There are several signs that it may be time to change your air conditioning unit. Some of these include:

  • The unit is more than 10 years old
  • The unit requires frequent repairs
  • The unit is not cooling the house effectively
  • The unit is making strange noises
  • Your energy bills have increased significantly
  • Your unit has a refrigerant leak
  • Your unit has a moldy or musty smell If you are experiencing any of these issues, it may be time to consider replacing your air conditioning unit. Additionally, it's a good practice to have a professional inspect your unit on a regular basis to check for any potential issues and to perform regular maintenance. This can help prolong the life of your unit and ensure that it is running as efficiently as possible.

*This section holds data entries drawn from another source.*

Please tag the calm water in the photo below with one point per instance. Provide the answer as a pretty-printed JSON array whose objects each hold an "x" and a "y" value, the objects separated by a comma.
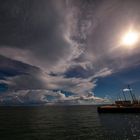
[{"x": 66, "y": 123}]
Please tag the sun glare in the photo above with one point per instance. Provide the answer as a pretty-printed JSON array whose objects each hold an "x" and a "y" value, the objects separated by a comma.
[{"x": 130, "y": 38}]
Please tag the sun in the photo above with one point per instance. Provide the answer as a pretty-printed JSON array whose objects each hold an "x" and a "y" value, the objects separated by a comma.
[{"x": 130, "y": 38}]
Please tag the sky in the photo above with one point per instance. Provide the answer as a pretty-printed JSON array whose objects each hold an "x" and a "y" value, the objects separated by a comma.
[{"x": 67, "y": 51}]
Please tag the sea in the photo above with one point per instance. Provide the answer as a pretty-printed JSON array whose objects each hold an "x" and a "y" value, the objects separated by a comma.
[{"x": 66, "y": 123}]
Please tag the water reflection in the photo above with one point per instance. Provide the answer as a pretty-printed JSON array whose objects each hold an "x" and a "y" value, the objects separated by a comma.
[{"x": 121, "y": 126}]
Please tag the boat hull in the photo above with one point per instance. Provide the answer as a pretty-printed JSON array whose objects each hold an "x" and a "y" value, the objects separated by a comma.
[{"x": 118, "y": 109}]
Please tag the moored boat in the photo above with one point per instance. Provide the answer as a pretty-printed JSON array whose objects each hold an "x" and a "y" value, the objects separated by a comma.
[{"x": 122, "y": 106}]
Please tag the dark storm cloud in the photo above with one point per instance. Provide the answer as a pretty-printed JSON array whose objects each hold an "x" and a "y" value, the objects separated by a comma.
[{"x": 36, "y": 27}]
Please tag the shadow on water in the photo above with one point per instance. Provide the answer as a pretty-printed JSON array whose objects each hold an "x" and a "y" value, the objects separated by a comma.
[
  {"x": 121, "y": 126},
  {"x": 66, "y": 123}
]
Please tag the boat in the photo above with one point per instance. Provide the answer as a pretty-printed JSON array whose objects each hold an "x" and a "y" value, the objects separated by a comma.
[{"x": 122, "y": 106}]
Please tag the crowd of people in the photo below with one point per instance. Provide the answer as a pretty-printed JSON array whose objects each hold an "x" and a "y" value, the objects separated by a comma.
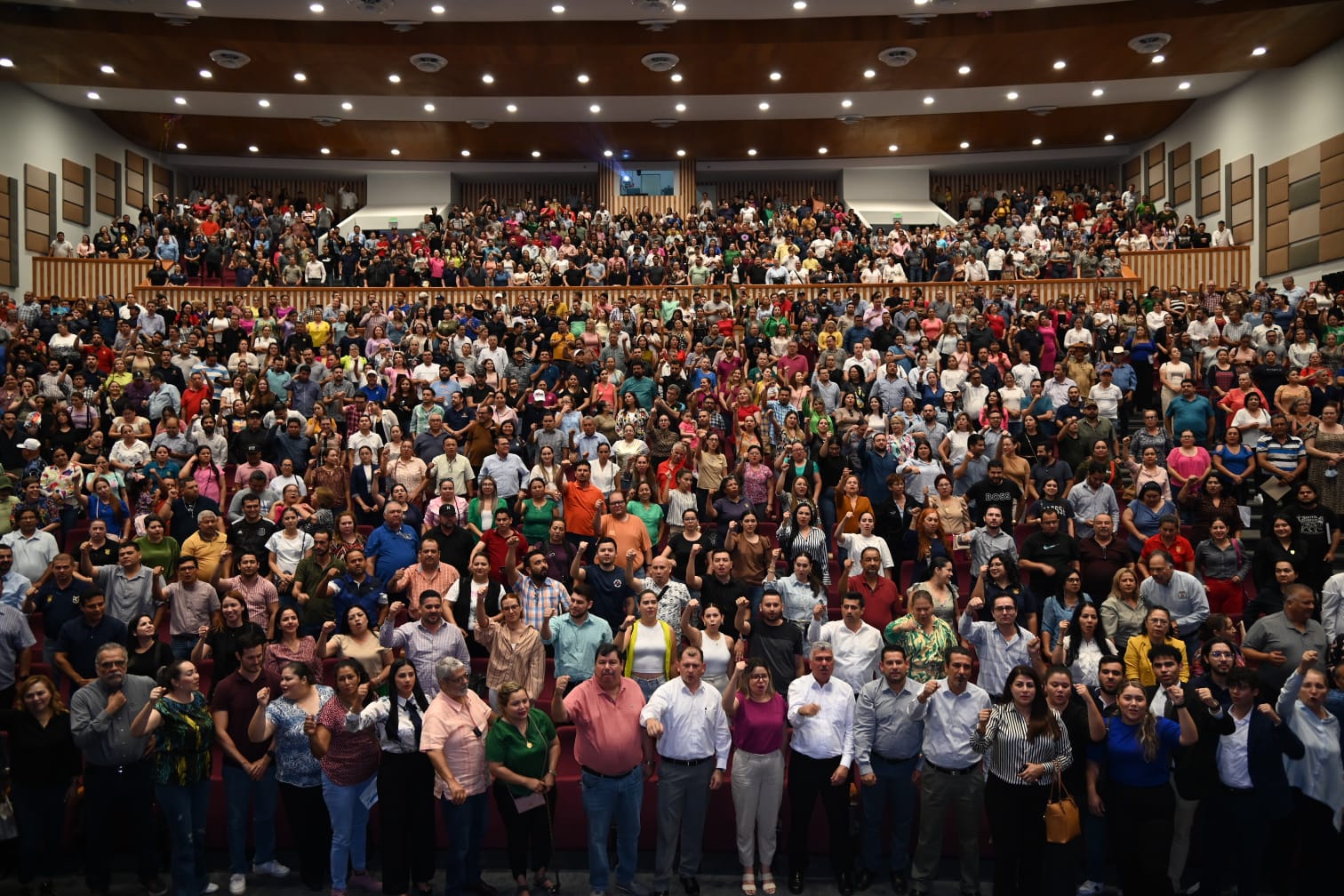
[{"x": 903, "y": 546}]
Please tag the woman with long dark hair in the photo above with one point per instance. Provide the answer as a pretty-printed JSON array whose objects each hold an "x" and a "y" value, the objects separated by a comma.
[{"x": 1027, "y": 748}]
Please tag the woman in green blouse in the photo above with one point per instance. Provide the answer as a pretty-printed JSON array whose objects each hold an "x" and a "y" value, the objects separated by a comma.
[
  {"x": 523, "y": 754},
  {"x": 184, "y": 730}
]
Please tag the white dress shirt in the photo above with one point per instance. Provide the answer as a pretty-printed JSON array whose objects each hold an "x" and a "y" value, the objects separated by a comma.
[
  {"x": 693, "y": 723},
  {"x": 829, "y": 732},
  {"x": 856, "y": 652},
  {"x": 950, "y": 719}
]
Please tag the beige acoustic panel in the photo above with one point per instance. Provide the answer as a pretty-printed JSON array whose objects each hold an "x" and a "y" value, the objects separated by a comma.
[{"x": 137, "y": 179}]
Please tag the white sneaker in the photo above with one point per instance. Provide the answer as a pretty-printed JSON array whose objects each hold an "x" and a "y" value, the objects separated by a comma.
[{"x": 272, "y": 869}]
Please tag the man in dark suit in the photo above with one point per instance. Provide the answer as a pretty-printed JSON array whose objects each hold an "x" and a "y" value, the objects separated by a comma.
[
  {"x": 1252, "y": 790},
  {"x": 1194, "y": 767}
]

We accept all types of payments, including cash, credit and debit cards, and online payment methods such as PayPal and Apple Pay. We strive to make the checkout process as easy and convenient as possible for our customers. Whether you prefer to pay with cash, a card, or through an online platform, we have you covered. Rest assured that all of your payment information is processed securely, so you can shop with confidence.

A manufacturer warranty is a guarantee provided by the manufacturer of a product, such as an air conditioning (AC) unit, that the product will function as intended and be free from defects in materials and workmanship for a specified period of time. The warranty typically covers repairs or replacement of the product if it is found to be defective within the warranty period.

Manufacturer warranty for an AC unit typically covers the following components:

  • Compressor
  • Evaporator coil
  • Condenser coil
  • Refrigerant leaks
  • Electrical components

The length of the warranty can vary depending on the manufacturer and the specific product. It's usually ranges from 1 to 10 years. In some cases, it covers only certain parts of the unit and not the labor costs associated with repairs.

A manufacturer warranty is good for providing peace of mind to the consumer, knowing that they are protected against defects in the product. It's also good for the manufacturer as it is a way to increase the customer satisfaction, by giving them the confidence that they will be taken care of if something goes wrong with the product.

It's important to keep the proof of purchase and registration of the product, as it will be required to make a claim under the warranty. It's also important to follow the manufacturer's recommended maintenance schedule to ensure that the warranty remains valid.

A heat pump is a type of air conditioning (AC) system that can also function as a heater. A heat pump works by using a small amount of electricity to move heat from one location to another. In the summer, a heat pump acts as an air conditioner, removing heat from the inside of a home and transferring it outside. In the winter, it can be reversed, to transfer heat from the outside air into the home.

Heat pumps are more energy efficient than traditional heating and cooling systems because they do not generate heat, they transfer it. They can be more effective at warming a home in moderate climates and can save energy cost compared to electric resistance heating.

There are two main types of heat pumps: air-source and ground-source. An air-source heat pump uses the air outside as a heat source, while a ground-source heat pump uses the ground as a heat source.

Heat pumps are also classified as single-stage and multi-stage, similar to regular ACs. Single-stage heat pumps have one compressor that runs at full capacity, while multi-stage heat pumps have two compressors that can operate at different levels, providing more consistent temperatures inside the home.